Em Lisboa chegaram 18 282 doentes referenciados, ainda abaixo de 2019, mas, diz o seu presidente, João Oliveira, "globalmente, recebemos poucos doentes dos centros de saúde (10% do total), a maior parte chega diretamente ou através do médico do privado ou do hospital".
No Porto, depois da quebra de cerca de 20% no primeiro ano de pandemia, os doentes referenciados aumentaram 19,2% face a 2020, "regressando à estatística de normalidade". Apontando Rui Henrique um dado preocupante: "Se, durante 2020, fazendo fé que houve um conjunto de casos por diagnosticar, para 2021 esperaríamos um incremento global e não uma normalidade". O que pode evidenciar, acrescenta o responsável do IPO do Porto, "alguma eventual dificuldade de referenciação de casos" (ler ao lado), mas também o facto de "parte substancial da doença oncológica se manifestar em doentes mais idosos, podendo a covid ter reduzido o número de doentes potenciais referenciados para o sistema".
Estadios avançados
Quanto ao impacto da pandemia na taxa de sobrevivência dos doentes oncológicos - hoje, recorde-se, assinala-se o Dia Mundial de Luta Contra o Cancro -, só o tempo e análise de dados o dirão. "Os tumores mais agressivos e de propensão mais rápida, como o do pulmão ou pâncreas, mesmo em 2020, continuaram a aparecer em fases mais avançadas", refere Rui Henrique.
No IPO de Lisboa, a mesma realidade. "Todos temos a noção que chegam com doença mais avançada, mas agora a concretização dessa hipótese precisa de quantificação", diz João Oliveira, defendendo que "seja submetida a investigação e escrutínio científico". O que requer dados de mortalidade que ainda não são conhecidos.
Sobre a recuperação de atividade conseguida no ano passado, o presidente do IPO do Porto destaca a reorganização interna, "maximizando a capacidade instalada", e a "abertura de mais um espaço para cirurgias em contexto de ambulatório".

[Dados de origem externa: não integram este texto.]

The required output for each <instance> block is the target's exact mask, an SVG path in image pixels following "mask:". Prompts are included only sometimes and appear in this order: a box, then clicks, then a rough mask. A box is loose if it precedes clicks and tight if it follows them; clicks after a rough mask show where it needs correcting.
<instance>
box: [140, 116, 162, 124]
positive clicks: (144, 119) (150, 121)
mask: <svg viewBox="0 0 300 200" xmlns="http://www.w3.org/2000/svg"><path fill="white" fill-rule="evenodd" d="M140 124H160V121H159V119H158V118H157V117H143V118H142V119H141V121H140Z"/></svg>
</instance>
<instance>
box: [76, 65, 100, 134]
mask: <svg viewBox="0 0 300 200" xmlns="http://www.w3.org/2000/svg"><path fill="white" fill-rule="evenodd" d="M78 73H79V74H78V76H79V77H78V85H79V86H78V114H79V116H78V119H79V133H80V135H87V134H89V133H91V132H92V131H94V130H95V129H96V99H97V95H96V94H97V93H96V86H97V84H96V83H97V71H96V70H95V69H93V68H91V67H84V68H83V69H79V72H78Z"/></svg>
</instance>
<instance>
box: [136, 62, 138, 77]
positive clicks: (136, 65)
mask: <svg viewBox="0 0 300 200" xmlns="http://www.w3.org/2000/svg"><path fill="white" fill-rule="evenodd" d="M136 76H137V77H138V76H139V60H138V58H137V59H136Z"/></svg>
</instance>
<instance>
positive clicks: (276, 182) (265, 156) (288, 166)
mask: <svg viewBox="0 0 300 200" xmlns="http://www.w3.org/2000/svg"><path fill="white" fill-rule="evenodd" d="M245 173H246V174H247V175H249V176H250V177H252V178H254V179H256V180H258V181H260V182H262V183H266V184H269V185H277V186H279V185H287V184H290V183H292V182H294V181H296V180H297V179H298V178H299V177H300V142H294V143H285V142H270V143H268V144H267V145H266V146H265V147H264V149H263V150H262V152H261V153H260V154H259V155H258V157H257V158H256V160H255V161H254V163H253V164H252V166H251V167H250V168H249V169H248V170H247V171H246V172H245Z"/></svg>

Num ano em que "todos os fatores apontavam para uma diminuição da atividade, conseguir estabilizar e até aumentar ligeiramente" é um feito que se deve à dedicação dos profissionais de saúde, acrescenta João Oliveira. Sendo que, em Lisboa, ao IPO faltam 300 dos 2309 necessários. "Há um problema gravíssimo de recrutamento de profissionais e de substituição dos que saem, porque o apelo dos privados é grande", frisa o presidente da unidade da capital. Pelo que pede ao novo Governo a devida "valorização das carreiras , ao nível de remunerações e progressões, de modo a que seja atrativo estar no SNS". Avisando, por fim, que há limites e que "se nada for feito a situação vai degradar-se".
À margem
Novo edifício
O presidente do IPO de Lisboa mostra-se preocupado com o facto de a construção do novo edifício de ambulatório, que esteve contemplado no Orçamento do Estado (OE) 2021, não ter sido orçamentado no de 2022 e entretanto chumbado. João Oliveira espera agora que "no novo projeto de OE seja contemplado".
2.ª causa de morte
De acordo com dados do Globocan, citados pela Liga Portuguesa Contra o Cancro (LPCC), o cancro é a segunda causa de morte em Portugal, estimando-se 30 168 óbitos e 60 467 novos casos em 2020. "O cancro do colorretal é o mais frequente em Portugal, com 10 501 novos casos", seguido do cancro da mama (7041), próstata (6759) e pulmão (5415)".
Cancro da mama
A LPCC conseguiu normalizar, no ano passado, o programa de rastreio de cancro da mama, com 353 mil mamografias efetuadas nas suas unidades móveis e fixas. Isto depois da atividade do programa ter caído para metade em 2020, com apenas 170 mil mamografias, devido "às restrições resultantes da pandemia, que obrigaram a LPCC a suspender o programa".
Dados
60 467: O Globocan, projeto do IARC - Agência Internacional para a Investigação do Cancro, estima 60 467 novos casos de cancro em Portugal em 2020.
2,2%: Em 2019, as mortes por tumores malignos aumentaram 2,2% face a 2018, para um total de 28 544. Respondem por um quarto de todos os óbitos.